Louis Cameron Gossett was born on May 27, 1936 in the Coney Island section of Brooklyn, New York, the son of Louis Sr., a janitor, and Hellen, a nurse. He later added Jr. to his name in honor of his father.

Gossett broke through to the small screen as Fiddler in the groundbreaking 1977 miniseries “Roots,” which depicted the atrocities of slavery on television. The extensive cast included Ben Vereen, LeVar Burton and John Amos.

“More than anything, it was a huge affirmation of my position as a black actor,” he wrote in his memoirs.

“The Oscar gave me the chance to be able to cast good roles in movies like ‘Enemy Mine,’ ‘Sadat’ and ‘Iron Eagle,'” Gossett said in Dave Karger’s 2024 book “50 Oscar Nights.”

He said his statue was in storage.

“I’m going to donate it to a library so I don’t have to keep an eye on it,” he says in the book. “I need to free myself from that.”

Gossett appeared in such television films as “The Story of Satchel Paige,” “Backstairs at the White House,” “The Josephine Baker Story,” for which she won another Golden Globe, and “Roots Revisited.”

But he said winning an Oscar didn’t change the fact that all his roles were supporting.

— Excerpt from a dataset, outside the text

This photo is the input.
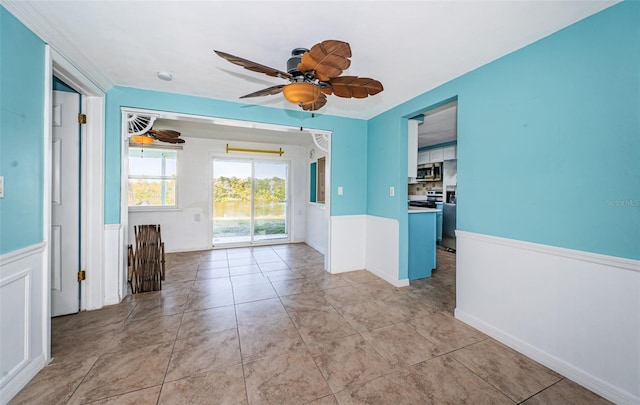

He played a stubborn patriarch in the 2023 remake of “The Color Purple.”

Gossett battled alcohol and cocaine addiction for years after winning the Oscar. He went to rehab, where he was diagnosed with toxic mold syndrome, which he attributed to his home in Malibu.

In 2010, Gossett announced that he had prostate cancer, which he said was caught in its early stages. In 2020 he was hospitalized with COVID-19.

He is survived by his children Satie, a producer and director from his second marriage, and Sharron, a chef whom he adopted after seeing the 7-year-old boy in a television segment about children in desperate situations. His first cousin is the actor Robert Gossett.

Gossett’s first marriage to Hattie Glascoe was annulled. His second, with Christina Mangosing, ended in divorce in 1975, as did his third with actress Cyndi James-Reese in 1992.